News Releases from Headquarters›Air and Radiation (OAR)
Reducing Regulatory Burdens: EPA’s Proposal Levels the Playing Field for Sources That Reduce Hazardous Air Emissions
WASHINGTON (June 25, 2019) - Today, the U.S. Environmental Protection Agency (EPA) proposed a rule to implement the clear language of the Clean Air Act that allows a “major source” of hazardous air pollutants (HAP) to reclassify as an “area source” after acting to limit emissions to below the levels that define major sources. This proposal would relieve reclassified facilities from regulatory requirements intended for much larger emitters and encourage other sources to pursue innovations in pollution reduction technologies, engineering, and work practices.
“‘Once in, always in’ policies discourage facilities from deploying the latest pollution control technologies or modernizing in ways that increase efficiency and reduce emissions,” said EPA Administrator Andrew Wheeler. “Today’s proposal would remove a major regulatory burden and incentivize investments in technologies that improve air quality and public health.”
“This action is based on a clear reading of the statute that is in line with EPA’s guidance for other provisions of the Clean Air Act,” said Bill Wehrum, assistant administrator of EPA’s Office of Air and Radiation. “It will reduce regulatory burden for industries and the states while continuing to ensure stringent and effective controls on hazardous air pollutants.”
Today’s action would implement EPA’s reading of the Clean Air Act described in a January 2018 guidance memo withdrawing the “once in, always in” policy.
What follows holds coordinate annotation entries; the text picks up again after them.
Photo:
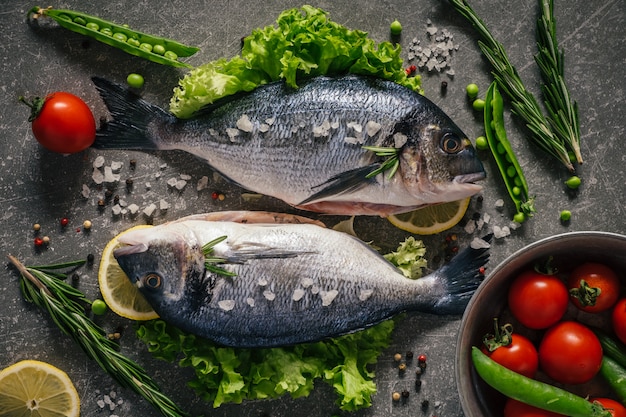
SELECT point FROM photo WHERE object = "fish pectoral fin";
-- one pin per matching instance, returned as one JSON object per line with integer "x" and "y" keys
{"x": 245, "y": 252}
{"x": 347, "y": 181}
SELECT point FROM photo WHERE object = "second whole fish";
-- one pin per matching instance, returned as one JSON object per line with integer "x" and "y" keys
{"x": 277, "y": 282}
{"x": 306, "y": 146}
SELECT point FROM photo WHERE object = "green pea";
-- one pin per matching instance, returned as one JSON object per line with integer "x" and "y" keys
{"x": 478, "y": 104}
{"x": 573, "y": 182}
{"x": 511, "y": 171}
{"x": 120, "y": 36}
{"x": 135, "y": 80}
{"x": 472, "y": 90}
{"x": 158, "y": 49}
{"x": 98, "y": 307}
{"x": 395, "y": 28}
{"x": 170, "y": 55}
{"x": 481, "y": 143}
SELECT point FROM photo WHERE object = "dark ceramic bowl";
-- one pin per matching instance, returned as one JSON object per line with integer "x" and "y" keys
{"x": 490, "y": 299}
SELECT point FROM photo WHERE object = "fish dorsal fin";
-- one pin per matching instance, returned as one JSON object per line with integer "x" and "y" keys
{"x": 345, "y": 182}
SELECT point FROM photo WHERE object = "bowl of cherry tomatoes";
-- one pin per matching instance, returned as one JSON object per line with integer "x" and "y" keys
{"x": 545, "y": 332}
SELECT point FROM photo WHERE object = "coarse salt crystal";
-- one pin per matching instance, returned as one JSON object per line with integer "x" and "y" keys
{"x": 226, "y": 305}
{"x": 328, "y": 297}
{"x": 244, "y": 124}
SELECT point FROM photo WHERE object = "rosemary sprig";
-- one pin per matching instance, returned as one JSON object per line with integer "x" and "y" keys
{"x": 63, "y": 302}
{"x": 390, "y": 164}
{"x": 563, "y": 113}
{"x": 523, "y": 103}
{"x": 210, "y": 261}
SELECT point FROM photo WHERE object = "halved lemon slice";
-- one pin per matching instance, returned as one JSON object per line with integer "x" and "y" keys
{"x": 34, "y": 388}
{"x": 431, "y": 219}
{"x": 118, "y": 292}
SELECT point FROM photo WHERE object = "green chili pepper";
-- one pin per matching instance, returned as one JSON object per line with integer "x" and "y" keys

Established in 1995, the “once in, always in” policy determined that any facility subject to major source standards would always remain subject to those standards—even if production processes changed or controls were implemented that eliminated or permanently reduced that facility’s potential to emit hazardous air pollutants. States, state organizations, and industries frequently noted that the “once in, always in” policy discouraged voluntary pollution abatement and prevention efforts and technological innovations that would reduce hazardous air pollution emissions. EPA’s January 2018 memo found EPA had no authority under the Clean Air Act to limit when a facility may be determined to be an area source and that facilities may be reclassified as area sources once their potential to emit hazardous air pollutants falls below the levels that define major sources.
EPA estimates that this proposal would result in cost savings when compared to the agency’s previous “once in, always in” policy. Of the estimated 7,920 sources subject to national emissions standards as a major source, EPA estimates nearly half could become area sources, saving $168.9 million in the first year and $163 million to $183 million annually (in 2014 dollars) in the following years.
EPA requests comment on all aspects of this proposal, including:
EPA’s position that the proposed approach is the proper reading of Clean Air Act section 112(a) and is consistent with the act’s clear language and structure.
Requirements for establishing effective HAP emissions limits.
Allowing limitations issued by the state/local/tribal air pollution control agencies to be recognized as effective provided they are legally and practically enforceable.
Safeguards that may be appropriate to protect against emissions increases.
EPA will accept comment on the proposal for 60 days after publication in the Federal Register.